Main supervisor: Ragnhild Eskeland (IMB/CanCell)
Co-supervisor: Xuan Thang Nguyen (IMB/CanCell)
This master project is part of the Centre for Cancer Cell Reprogramming, a Norwegian Centre of Excellence at UiO (https://www.med.uio.no/cancell/english/). The centre vision is to uncover the “Achilles’ heels” of cancer and target these for reprogramming cancer cells into harmless cells.
Background
Globally, nearly 1 in 6 deaths is due to cancer (WHO, 1 February 2018). Cancer arises from the transformation of normal cells into tumour cells in a multistage process that generally progresses from a pre-cancerous lesion to a malignant tumour. These changes are the result of the interplay between a person's genetic factors, age and environmental factors (carcinogens). Epigenetic mechanisms are essential for normal development and maintenance of tissue-specific gene expression patterns in mammals. Global change in the epigenetic landscape is a hallmark of cancer.

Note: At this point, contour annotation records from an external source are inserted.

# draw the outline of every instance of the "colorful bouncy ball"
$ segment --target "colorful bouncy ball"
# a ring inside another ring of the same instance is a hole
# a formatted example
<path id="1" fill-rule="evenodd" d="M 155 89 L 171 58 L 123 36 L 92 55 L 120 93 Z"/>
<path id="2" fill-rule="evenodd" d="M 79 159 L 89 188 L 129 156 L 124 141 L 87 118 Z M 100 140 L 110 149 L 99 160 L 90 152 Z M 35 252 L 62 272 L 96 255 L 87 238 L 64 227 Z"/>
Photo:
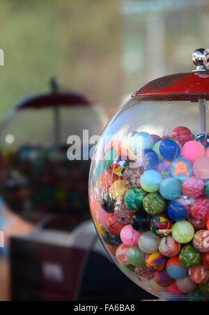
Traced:
<path id="1" fill-rule="evenodd" d="M 178 140 L 181 145 L 193 139 L 193 135 L 189 128 L 184 126 L 176 127 L 171 133 L 171 137 Z"/>
<path id="2" fill-rule="evenodd" d="M 199 128 L 204 128 L 199 124 L 203 117 L 199 117 L 201 105 L 205 104 L 199 96 L 206 95 L 202 89 L 208 89 L 206 87 L 209 86 L 209 77 L 206 73 L 202 74 L 163 78 L 136 91 L 102 135 L 101 141 L 110 135 L 109 145 L 102 150 L 100 142 L 100 149 L 95 152 L 95 164 L 112 149 L 128 163 L 106 192 L 115 200 L 115 217 L 119 223 L 124 219 L 125 226 L 120 232 L 122 243 L 136 247 L 130 252 L 138 252 L 139 249 L 146 254 L 144 265 L 137 265 L 139 262 L 133 254 L 134 260 L 131 257 L 129 261 L 133 265 L 126 268 L 125 273 L 135 283 L 165 300 L 201 300 L 203 295 L 197 286 L 208 282 L 199 284 L 195 276 L 188 274 L 189 268 L 199 265 L 208 268 L 207 257 L 203 256 L 208 254 L 204 251 L 207 238 L 199 235 L 207 228 L 209 200 L 206 163 L 209 158 L 199 135 L 202 133 Z M 185 78 L 189 79 L 187 85 L 183 84 Z M 127 148 L 127 156 L 112 146 L 112 138 L 119 135 L 121 147 Z M 105 167 L 113 170 L 111 163 Z M 103 168 L 102 172 L 105 170 Z M 91 172 L 90 186 L 94 186 Z M 97 219 L 96 216 L 94 218 Z M 107 228 L 107 223 L 104 228 Z M 133 268 L 134 273 L 130 271 Z"/>
<path id="3" fill-rule="evenodd" d="M 185 220 L 189 212 L 189 205 L 183 199 L 174 199 L 167 206 L 167 214 L 173 221 Z"/>
<path id="4" fill-rule="evenodd" d="M 172 279 L 180 279 L 187 274 L 187 268 L 181 265 L 178 256 L 168 259 L 166 269 L 167 274 Z"/>
<path id="5" fill-rule="evenodd" d="M 201 262 L 201 254 L 192 245 L 187 244 L 180 249 L 178 258 L 182 265 L 187 268 L 193 268 Z"/>
<path id="6" fill-rule="evenodd" d="M 173 224 L 165 215 L 153 217 L 150 221 L 151 231 L 159 236 L 167 236 L 171 232 Z"/>

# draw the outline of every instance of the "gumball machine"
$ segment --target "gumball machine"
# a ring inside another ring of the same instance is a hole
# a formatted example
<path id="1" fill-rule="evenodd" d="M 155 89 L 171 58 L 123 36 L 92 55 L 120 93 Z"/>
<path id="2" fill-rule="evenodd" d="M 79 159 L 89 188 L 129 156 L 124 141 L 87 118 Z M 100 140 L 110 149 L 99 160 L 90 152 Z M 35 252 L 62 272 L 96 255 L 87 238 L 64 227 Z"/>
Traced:
<path id="1" fill-rule="evenodd" d="M 100 134 L 106 117 L 84 95 L 59 91 L 55 78 L 51 89 L 22 100 L 1 123 L 0 191 L 27 221 L 47 217 L 50 226 L 69 230 L 88 217 L 88 139 Z M 79 140 L 77 159 L 68 155 L 72 136 Z"/>
<path id="2" fill-rule="evenodd" d="M 21 100 L 0 124 L 1 258 L 9 262 L 15 300 L 75 299 L 95 235 L 89 143 L 107 116 L 83 94 L 61 90 L 57 79 L 50 86 Z"/>
<path id="3" fill-rule="evenodd" d="M 115 264 L 162 300 L 209 300 L 209 54 L 154 80 L 104 129 L 88 195 Z"/>

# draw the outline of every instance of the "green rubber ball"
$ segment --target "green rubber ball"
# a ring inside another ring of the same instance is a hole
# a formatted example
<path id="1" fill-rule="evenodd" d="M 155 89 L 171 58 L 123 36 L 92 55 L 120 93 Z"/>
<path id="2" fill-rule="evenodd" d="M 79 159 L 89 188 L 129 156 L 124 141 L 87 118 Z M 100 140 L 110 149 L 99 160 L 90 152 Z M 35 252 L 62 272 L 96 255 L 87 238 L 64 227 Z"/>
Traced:
<path id="1" fill-rule="evenodd" d="M 143 200 L 144 209 L 153 216 L 162 213 L 165 207 L 166 201 L 158 193 L 148 193 Z"/>
<path id="2" fill-rule="evenodd" d="M 143 200 L 146 196 L 146 192 L 139 188 L 131 188 L 128 189 L 125 196 L 124 201 L 127 207 L 134 210 L 142 208 Z"/>
<path id="3" fill-rule="evenodd" d="M 145 256 L 146 254 L 141 251 L 138 245 L 131 246 L 127 252 L 127 261 L 134 266 L 145 265 Z"/>
<path id="4" fill-rule="evenodd" d="M 178 258 L 180 263 L 187 268 L 193 268 L 201 261 L 201 253 L 192 245 L 185 245 L 179 252 Z"/>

Human sarcomas are quite rare (1% of cancers), and the driving causes of cancer remain largely unknown. Sarcoma is a cancer type that arises from transformed cells of mesenchymal origin. Thus, malignancies are made of cancellous bone, cartilage, fat, nerves, muscle, vascular, or hematopoietic tissues. Interestingly, although Sarcomas affect people of all ages, some types of sarcomas are more prominent in young adults (<35) and children. Osteo and liposarcoma are the most common malignant cancers in children and adolescents, and we will focus on this cancer in our project. The patient survival for sarcoma patients have 80% for the first five years, a number that decreases rapidly to 16% if the sarcoma has become metastatic (ACS, January 2018).

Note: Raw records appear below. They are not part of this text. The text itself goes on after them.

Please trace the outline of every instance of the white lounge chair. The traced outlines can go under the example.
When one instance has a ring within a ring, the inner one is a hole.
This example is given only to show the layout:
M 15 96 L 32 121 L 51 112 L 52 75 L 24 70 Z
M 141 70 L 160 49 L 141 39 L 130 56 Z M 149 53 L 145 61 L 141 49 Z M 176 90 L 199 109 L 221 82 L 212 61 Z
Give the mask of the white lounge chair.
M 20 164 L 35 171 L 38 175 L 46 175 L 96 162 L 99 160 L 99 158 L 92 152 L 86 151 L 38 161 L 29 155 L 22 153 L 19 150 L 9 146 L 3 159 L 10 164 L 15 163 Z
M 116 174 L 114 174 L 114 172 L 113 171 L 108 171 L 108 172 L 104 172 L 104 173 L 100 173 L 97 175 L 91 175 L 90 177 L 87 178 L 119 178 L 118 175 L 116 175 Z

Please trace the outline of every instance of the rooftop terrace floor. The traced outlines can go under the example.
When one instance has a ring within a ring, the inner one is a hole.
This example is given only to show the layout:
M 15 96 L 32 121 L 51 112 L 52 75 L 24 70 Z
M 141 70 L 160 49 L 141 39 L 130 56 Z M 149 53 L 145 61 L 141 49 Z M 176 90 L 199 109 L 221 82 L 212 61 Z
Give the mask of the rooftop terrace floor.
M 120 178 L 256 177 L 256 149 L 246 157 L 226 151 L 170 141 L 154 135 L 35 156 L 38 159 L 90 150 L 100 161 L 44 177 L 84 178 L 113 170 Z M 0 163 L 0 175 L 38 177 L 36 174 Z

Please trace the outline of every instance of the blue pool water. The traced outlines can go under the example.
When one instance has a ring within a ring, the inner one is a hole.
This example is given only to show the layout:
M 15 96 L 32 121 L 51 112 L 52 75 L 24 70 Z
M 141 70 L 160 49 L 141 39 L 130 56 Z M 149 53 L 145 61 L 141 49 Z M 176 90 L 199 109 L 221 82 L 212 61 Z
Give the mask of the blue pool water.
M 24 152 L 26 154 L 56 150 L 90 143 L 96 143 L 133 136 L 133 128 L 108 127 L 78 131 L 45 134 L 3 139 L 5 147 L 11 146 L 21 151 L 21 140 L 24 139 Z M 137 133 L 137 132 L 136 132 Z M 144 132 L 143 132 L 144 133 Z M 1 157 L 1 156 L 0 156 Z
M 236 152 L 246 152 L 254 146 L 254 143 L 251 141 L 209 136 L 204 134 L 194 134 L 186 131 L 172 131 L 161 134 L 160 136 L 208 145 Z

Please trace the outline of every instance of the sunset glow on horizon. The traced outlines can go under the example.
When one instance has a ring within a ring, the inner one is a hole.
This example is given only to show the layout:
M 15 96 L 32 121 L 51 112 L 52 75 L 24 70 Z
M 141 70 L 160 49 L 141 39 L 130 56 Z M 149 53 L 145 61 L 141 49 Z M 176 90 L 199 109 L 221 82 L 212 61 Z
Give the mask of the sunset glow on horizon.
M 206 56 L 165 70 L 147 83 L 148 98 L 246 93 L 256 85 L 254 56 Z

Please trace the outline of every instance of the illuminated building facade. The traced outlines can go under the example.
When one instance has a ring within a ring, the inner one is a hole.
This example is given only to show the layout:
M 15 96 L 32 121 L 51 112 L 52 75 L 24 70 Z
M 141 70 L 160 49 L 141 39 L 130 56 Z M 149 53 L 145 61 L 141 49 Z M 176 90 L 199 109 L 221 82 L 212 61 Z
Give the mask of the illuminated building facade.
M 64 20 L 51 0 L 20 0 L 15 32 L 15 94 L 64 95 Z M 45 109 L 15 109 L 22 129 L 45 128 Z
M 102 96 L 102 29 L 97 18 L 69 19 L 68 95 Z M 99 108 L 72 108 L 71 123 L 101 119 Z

Thus, unraveling epigenetic driving mutations or alterations enabling earlier diagnosis and/or more efficient cancer treatment could result in major benefits for these patients.
Project
This master project will be a part of a larger project working on the characterization of chromatin regulatory factors altered in various types of sarcomas. The master's student will work together with a PhD student (Thang) and use various sarcoma cancer cell line models and adipose stem cells to unravel the molecular dynamics of identified epigenetic players involved in the development of sarcomas. We will perform genome-wide epigenetic analysis of the mutated/altered complexes and complementary, using various imaging and biochemical approaches, attempt to decipher the molecular dynamics of the identified complexes.
Methods
The student will learn mammalian tissue- and stem cell- culture and differentiation, various molecular and immunological methods such as cloning, transfection, CRISPR, Western blotting, chromatin immunoprecipitation, pulldown, immunofluorescence and confocal imaging. We will also perform RNA extraction, RT-PCR, and bioinformatic interpretation of data.

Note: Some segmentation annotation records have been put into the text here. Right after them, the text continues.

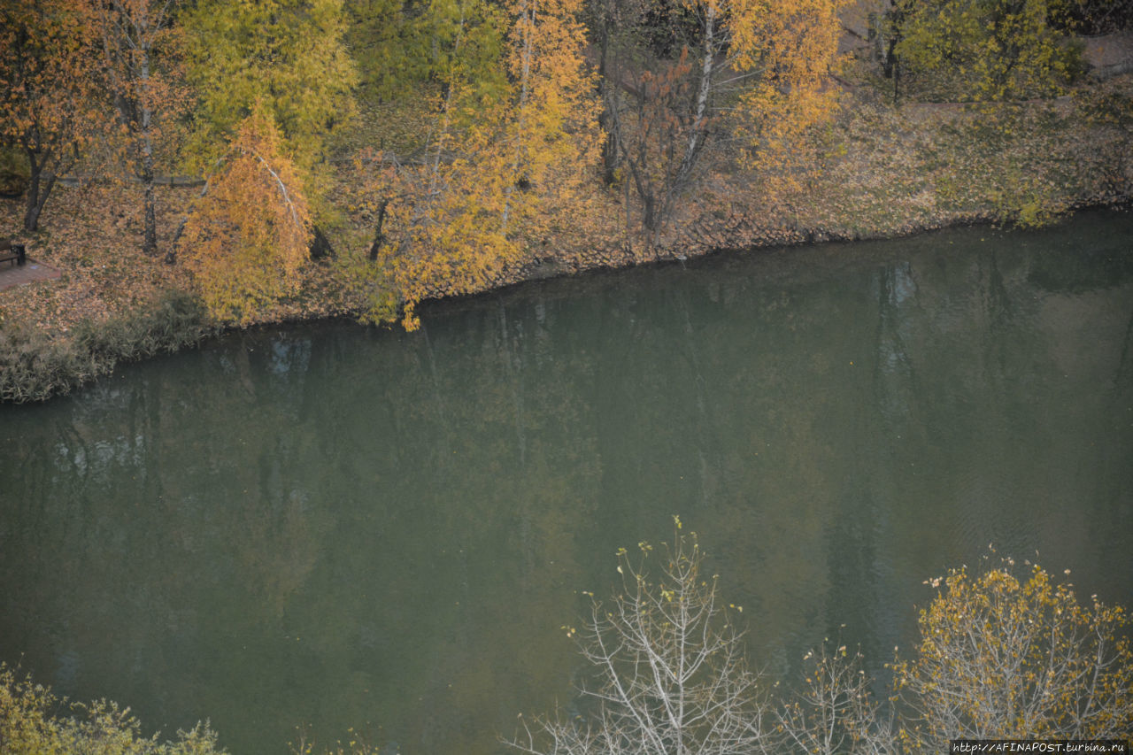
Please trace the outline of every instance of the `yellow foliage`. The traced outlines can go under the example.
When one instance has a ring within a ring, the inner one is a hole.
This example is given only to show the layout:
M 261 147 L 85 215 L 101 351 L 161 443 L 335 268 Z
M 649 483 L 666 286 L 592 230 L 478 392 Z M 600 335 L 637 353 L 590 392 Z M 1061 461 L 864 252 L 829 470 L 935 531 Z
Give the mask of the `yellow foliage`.
M 189 217 L 182 258 L 213 316 L 246 324 L 295 291 L 309 239 L 304 181 L 257 104 Z
M 1079 603 L 1038 566 L 1024 582 L 1011 563 L 943 580 L 921 611 L 918 656 L 894 667 L 898 694 L 919 714 L 912 748 L 947 739 L 1116 738 L 1133 730 L 1128 618 L 1092 597 Z M 940 580 L 932 580 L 939 585 Z
M 597 101 L 582 59 L 580 9 L 579 0 L 514 2 L 500 61 L 512 83 L 485 94 L 454 62 L 424 164 L 397 164 L 376 177 L 372 190 L 392 197 L 380 262 L 403 302 L 407 328 L 417 324 L 417 302 L 486 288 L 522 261 L 529 239 L 581 201 L 597 144 Z M 382 302 L 370 317 L 384 313 Z

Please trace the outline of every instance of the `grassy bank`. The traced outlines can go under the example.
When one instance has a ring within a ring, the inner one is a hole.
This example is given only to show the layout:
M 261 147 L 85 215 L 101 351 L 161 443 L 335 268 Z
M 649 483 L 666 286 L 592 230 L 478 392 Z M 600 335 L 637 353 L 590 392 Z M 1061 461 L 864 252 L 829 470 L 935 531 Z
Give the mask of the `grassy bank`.
M 645 244 L 632 230 L 636 210 L 624 204 L 624 187 L 595 179 L 593 222 L 552 230 L 468 292 L 722 249 L 888 238 L 970 222 L 1038 226 L 1133 195 L 1133 76 L 1081 85 L 1056 100 L 995 107 L 895 105 L 880 87 L 858 80 L 798 180 L 774 181 L 736 168 L 724 151 L 709 154 L 699 189 L 659 243 Z M 385 116 L 364 117 L 355 141 L 364 143 Z M 325 228 L 334 254 L 310 262 L 298 291 L 254 323 L 350 316 L 367 307 L 373 290 L 357 275 L 374 234 L 372 209 L 356 201 L 365 169 L 348 159 L 335 166 L 337 221 Z M 123 360 L 196 343 L 228 325 L 207 319 L 180 264 L 140 253 L 138 190 L 60 186 L 45 230 L 31 238 L 19 232 L 20 201 L 0 200 L 0 238 L 24 238 L 32 257 L 63 272 L 0 292 L 0 400 L 65 393 Z M 160 188 L 160 248 L 173 245 L 197 190 Z

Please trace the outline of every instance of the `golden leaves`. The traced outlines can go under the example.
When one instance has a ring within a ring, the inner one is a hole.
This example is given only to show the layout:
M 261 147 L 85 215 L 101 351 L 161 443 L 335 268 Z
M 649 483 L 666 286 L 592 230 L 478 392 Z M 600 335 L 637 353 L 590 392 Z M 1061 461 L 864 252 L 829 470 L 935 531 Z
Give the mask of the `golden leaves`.
M 181 254 L 213 316 L 239 324 L 293 292 L 310 219 L 304 183 L 259 103 L 194 207 Z

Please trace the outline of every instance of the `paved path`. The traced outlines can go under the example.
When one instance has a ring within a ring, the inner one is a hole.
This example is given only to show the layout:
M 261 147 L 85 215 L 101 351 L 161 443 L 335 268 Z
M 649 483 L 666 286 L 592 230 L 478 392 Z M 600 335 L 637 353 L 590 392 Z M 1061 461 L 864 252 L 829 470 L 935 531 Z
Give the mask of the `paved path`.
M 51 265 L 36 262 L 32 257 L 28 257 L 27 262 L 22 265 L 0 262 L 0 291 L 14 286 L 31 283 L 33 280 L 50 280 L 60 275 L 62 273 Z

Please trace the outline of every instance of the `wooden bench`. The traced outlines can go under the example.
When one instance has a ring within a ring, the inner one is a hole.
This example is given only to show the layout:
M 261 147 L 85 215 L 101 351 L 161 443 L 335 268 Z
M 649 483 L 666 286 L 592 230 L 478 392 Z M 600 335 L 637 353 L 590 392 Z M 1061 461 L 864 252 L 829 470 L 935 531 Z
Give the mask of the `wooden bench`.
M 23 244 L 12 244 L 8 239 L 0 239 L 0 262 L 10 262 L 14 265 L 22 265 L 27 262 L 27 252 Z

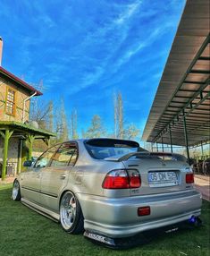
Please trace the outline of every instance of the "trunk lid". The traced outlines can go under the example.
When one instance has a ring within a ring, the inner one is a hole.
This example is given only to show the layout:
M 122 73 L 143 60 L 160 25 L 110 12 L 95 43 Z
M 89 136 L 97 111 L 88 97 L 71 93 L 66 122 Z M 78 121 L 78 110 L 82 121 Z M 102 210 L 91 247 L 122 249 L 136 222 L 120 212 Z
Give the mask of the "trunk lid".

During this master project, you will work as a part of our Chromatin Biology group (www.chromatome.no). You will learn to make good scientific presentations, have nice creative discussions, and will be able to attend national scientific retreats as a part of a young active, ambitious research group. We collaborate with CanCell members at the Radium hospital for this project. You will be participating in all programs organised by CanCell and the master project will be at the Medical Faculty, UiO.
Reference list:
American Cancer Society (ACS), January 2018. https://www.cancer.org/soft-tissue-sarcoma
Koschmann et al., 2017, Cancer Research, 77(2); 227-33. Mutated Chromatin Regulatory Factors as Tumor Drivers in Cancer. DOI: 10.1158/0008-5472.CAN-16-2301.
Shah et al., 2014. Epigenetics and Chromatin, 7:29. A global assessment of cancer genomic alterations in epigenetic mechanisms. https://doi.org/10.1186/1756-8935-7-29.
diPietro et al., 2012, PNAS, 109(23); 9077-9082. Evidence for a functional role of epigenetically regulated midcluster HOXB genes in the development of Barrett esophagus. https://doi.org/10.1073/pnas.1116933109.
Sharma A, Akshay A, Rogne M, Eskeland R. ShinyArchR.UiO: User-friendly, integrative and open-source tool for visualisation of single-cell ATAC-seq data using ArchR. Bioinformatics. 2021 Sep 29;38(3):834–6. doi: 10.1093/bioinformatics/btab680. Epub ahead of print. PMID: 34586377.